In segno di protesta all’annuncio di Barr, sono arrivate le dimissioni di Richard Pilger. Questi era l’alto funzionario del Dipartimento della Giustizia a cui sono affidate le indagini sui brogli. Pilger ha accusato Barr di aver rotto il patto di neutralità del Dipartimento, dato che le indagini sono sempre state lasciate in mano agli Stati.

La Corte Suprema come ultimo baluardo trumpiano

L’ultimo asso nella manica di Trump è continuare a lottare fino a portare la sfida alla Corte Suprema. Lì i repubblicani hanno la maggioranza con sei giudici su nove, tra cui il presidente John G. Roberts. Forte anche della recente nomina di Amy Coney Barrett, al posto della recentemente scomparsa Ruth Bader Ginsburg, Trump spera di poter riacciuffare la vittoria con l’eventuale giudizio della Corte Suprema.

I Grandi elettori in gioco

Molti osservatori hanno affermato che le possibilità di un ribaltamento del risultato elettorale siano bassissime. Biden gode di 279 Grandi elettori e può arrivare a 306. In Georgia (16 elettori) e Arizona (11) lo scrutinio è ancora in corso ma anche con quei voti, Trump non riuscirebbe a superare Biden. Nella giornata dell’undici, i media americani hanno dato la vittoria in Alaska a Trump ma questo porta solo tre Grandi elettori. L’importanza di questa vittoria sta più nella conferma del senatore repubblicano Dan Sullivan che non per la campagna presidenziale.

Come finirà?

Entro l’8 dicembre dovranno concludersi tutti i contenziosi legali e i riconteggi, per rispettare le date canoniche del processo elettorale. Il 14 dovrebbe poi venire ufficialmente dichiarato il vincitore. In questa data, i Grandi elettori si riuniranno e, dichiarando i risultati del loro Stato di appartenenza, determineranno il futuro presidente degli Stati Uniti.

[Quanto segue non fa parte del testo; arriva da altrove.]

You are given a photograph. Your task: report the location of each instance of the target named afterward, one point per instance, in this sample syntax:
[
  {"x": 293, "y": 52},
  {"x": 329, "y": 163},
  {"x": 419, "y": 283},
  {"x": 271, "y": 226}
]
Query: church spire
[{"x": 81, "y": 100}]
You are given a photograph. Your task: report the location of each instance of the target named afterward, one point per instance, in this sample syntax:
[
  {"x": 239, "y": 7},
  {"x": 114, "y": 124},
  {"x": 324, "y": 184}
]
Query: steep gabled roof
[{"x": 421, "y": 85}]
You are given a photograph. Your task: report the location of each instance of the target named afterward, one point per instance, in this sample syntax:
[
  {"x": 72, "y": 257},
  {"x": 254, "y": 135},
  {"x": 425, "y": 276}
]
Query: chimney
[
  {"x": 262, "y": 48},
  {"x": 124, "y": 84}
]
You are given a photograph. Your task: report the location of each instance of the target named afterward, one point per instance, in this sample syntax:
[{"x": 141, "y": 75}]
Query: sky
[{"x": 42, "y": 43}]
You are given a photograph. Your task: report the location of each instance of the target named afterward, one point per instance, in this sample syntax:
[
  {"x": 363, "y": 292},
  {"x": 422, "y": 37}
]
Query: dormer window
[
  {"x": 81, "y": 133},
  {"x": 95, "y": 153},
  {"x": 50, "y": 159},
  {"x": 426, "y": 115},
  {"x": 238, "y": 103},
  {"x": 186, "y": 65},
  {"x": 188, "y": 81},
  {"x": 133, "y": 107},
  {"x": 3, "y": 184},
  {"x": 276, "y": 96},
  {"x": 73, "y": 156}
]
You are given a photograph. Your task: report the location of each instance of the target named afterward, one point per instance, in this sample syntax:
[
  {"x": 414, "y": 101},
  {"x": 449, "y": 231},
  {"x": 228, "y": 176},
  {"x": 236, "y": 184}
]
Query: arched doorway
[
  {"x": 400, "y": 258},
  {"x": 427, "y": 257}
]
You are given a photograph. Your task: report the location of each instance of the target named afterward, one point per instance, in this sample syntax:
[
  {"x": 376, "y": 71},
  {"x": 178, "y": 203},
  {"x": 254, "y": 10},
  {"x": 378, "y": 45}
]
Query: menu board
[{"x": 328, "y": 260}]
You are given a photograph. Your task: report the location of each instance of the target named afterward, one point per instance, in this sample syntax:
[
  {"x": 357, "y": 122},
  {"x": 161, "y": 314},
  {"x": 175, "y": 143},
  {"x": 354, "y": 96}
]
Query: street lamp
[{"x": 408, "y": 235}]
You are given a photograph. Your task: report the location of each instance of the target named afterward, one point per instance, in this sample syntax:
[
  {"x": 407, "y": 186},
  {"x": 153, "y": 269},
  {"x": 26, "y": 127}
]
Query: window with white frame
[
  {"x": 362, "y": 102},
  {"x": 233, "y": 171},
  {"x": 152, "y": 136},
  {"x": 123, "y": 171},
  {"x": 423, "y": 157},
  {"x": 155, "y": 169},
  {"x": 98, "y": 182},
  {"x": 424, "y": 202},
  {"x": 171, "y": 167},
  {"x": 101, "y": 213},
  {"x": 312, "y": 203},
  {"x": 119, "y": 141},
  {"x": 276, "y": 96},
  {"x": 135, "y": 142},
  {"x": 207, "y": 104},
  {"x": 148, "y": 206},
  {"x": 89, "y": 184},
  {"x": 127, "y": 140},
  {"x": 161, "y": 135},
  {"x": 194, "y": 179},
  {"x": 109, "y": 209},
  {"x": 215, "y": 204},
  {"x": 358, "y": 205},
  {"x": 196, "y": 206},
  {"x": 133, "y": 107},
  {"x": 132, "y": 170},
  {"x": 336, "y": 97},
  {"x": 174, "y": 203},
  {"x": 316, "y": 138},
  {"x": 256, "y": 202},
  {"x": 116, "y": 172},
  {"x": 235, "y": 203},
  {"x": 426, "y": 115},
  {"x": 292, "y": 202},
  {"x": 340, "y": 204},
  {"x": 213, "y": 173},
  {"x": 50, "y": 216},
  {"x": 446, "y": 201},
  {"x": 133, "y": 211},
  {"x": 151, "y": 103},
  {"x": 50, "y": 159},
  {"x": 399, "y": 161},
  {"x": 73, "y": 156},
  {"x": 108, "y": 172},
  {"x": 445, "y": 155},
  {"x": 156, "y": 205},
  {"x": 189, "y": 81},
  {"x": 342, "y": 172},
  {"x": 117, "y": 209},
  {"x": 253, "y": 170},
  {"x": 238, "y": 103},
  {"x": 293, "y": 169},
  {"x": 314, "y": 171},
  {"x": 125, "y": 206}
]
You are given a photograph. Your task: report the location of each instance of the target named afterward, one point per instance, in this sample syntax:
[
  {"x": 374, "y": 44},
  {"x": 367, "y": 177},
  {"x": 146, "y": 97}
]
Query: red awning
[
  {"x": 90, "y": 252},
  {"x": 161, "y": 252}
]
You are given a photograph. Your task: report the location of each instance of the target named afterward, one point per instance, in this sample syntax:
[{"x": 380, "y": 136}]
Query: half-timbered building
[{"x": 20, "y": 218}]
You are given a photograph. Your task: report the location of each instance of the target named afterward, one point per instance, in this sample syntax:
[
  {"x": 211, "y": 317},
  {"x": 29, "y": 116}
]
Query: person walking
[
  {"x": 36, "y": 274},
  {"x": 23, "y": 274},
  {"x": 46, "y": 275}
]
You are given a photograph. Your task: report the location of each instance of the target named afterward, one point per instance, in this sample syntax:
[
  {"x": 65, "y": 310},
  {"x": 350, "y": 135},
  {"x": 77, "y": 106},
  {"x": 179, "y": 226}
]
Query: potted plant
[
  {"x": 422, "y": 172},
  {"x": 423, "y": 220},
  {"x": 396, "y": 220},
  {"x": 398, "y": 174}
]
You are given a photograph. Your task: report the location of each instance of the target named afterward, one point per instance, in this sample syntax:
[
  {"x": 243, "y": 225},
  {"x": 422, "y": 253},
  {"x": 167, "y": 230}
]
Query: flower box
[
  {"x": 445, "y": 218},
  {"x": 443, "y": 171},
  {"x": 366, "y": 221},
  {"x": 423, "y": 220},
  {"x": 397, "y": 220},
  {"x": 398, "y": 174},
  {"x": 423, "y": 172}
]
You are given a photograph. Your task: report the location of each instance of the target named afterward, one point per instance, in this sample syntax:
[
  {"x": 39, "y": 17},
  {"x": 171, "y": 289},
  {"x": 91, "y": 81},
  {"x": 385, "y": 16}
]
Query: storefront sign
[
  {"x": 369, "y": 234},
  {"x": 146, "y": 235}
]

Alcune voci parlano di un Trump pronto a candidarsi di nuovo nel 2024 in caso di sconfitta. Questa ipotesi è caldeggiata da una larga fetta del suo partito che non vuole rinunciare ai settanta milioni di voti presi dal presidente uscente.

L'autore: Andrea Noli

Analista aziendale, scrivo articoli da oltre quattro anni oscillando tra Economia e politica.